Nullable types - patterns for getting rid of them?

Hi,

I’m curious what other Kotlin programmers are doing here. I of course agree that it’s a step up from Java to be explicit about nullable types. But I’m finding that sometimes I have a hard time creating my objects with all their fields initialized from the start, and then the code is polluted with some amount of !!, which I don’t like.

For example, in some Kotlin/JS I have some Controller objects – one for each tab in the UI. These controllers setup some DOM only when the user clicks a tab. I’ve also had some state machines where variables aren’t initialized until that state is reached.

So, I’m curious…

  • How rare is !! in your code?
  • Are there some common techniques for dealing with situations like I described.

I’ve been using Swift and Kotlin lately. Swift has another nullable variation…

 var foo: Foo!

which goes back to the old way. It’s like Foo? except the !! is implicit when you reference it.
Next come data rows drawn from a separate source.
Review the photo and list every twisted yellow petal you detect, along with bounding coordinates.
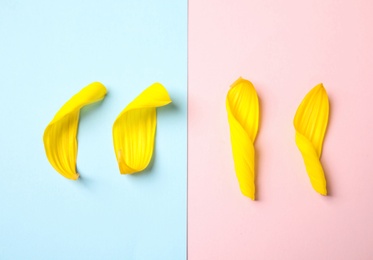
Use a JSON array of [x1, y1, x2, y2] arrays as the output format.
[[43, 82, 106, 180], [226, 78, 259, 200], [113, 83, 172, 174], [294, 84, 329, 195]]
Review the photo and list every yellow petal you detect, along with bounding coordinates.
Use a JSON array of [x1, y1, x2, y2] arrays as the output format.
[[226, 78, 259, 200], [294, 84, 329, 195], [113, 83, 172, 174], [43, 82, 106, 180]]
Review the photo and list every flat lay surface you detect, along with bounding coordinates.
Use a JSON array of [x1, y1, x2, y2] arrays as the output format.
[[188, 0, 373, 260], [0, 0, 187, 259]]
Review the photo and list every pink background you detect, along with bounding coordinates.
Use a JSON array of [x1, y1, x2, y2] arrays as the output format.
[[188, 0, 373, 259]]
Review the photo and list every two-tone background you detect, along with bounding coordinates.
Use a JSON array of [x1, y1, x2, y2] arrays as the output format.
[[0, 0, 373, 260]]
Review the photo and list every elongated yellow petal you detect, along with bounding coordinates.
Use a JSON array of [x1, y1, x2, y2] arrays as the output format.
[[294, 84, 329, 195], [43, 82, 106, 180], [113, 83, 172, 174], [226, 78, 259, 200]]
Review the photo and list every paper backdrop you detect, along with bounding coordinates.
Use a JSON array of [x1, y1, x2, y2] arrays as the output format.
[[188, 0, 373, 260], [0, 0, 187, 259]]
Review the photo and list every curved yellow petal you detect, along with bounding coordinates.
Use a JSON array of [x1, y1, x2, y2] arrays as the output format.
[[294, 83, 329, 195], [113, 83, 172, 174], [43, 82, 107, 180], [226, 78, 259, 200]]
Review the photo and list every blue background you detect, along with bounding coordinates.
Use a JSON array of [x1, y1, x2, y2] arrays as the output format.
[[0, 0, 187, 259]]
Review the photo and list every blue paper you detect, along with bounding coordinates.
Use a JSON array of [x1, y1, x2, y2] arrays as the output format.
[[0, 0, 187, 259]]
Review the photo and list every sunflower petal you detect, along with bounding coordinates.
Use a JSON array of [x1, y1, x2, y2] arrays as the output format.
[[226, 78, 259, 200], [113, 83, 172, 174], [43, 82, 107, 180], [294, 84, 329, 195]]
I wonder if a similar thing is possible in Kotlin, or might someday be possible.

Rob

Have you looked into lateinit?

I find that using it removes the need for most of my !! (which I try to avoid as much as possible).

1 Like

Aha, that is what I was looking for. Thanks! I searched for lazy, which I guess could also be useful in some of these cases, but I had missed lateinit.

Rob

I would note that for state machines, you probably do want nullable types, as the type system is preventing you from getting confused and trying to access state that might not actually be there yet. The lateinit modifier is intended for the case where a reflection based framework is injecting stuff into your classes fields right at the start, or where something is being initialised in a method called from the c’tor but not actually in the c’tor.

Kotlin internally has the same thing as Swift: a reference that came from Java is written as Foo! and null safety is disabled for that reference. However you cannot write this yourself in the language: if you write a type, you always have to pick.

There are a variety of useful patterns to help you get rid of the !!s. One is to realise that if you assign the result to a local on-stack val, you don’t need to do it again each time. Another is to use ?.let { … } where the value “it” will be non-null inside the block.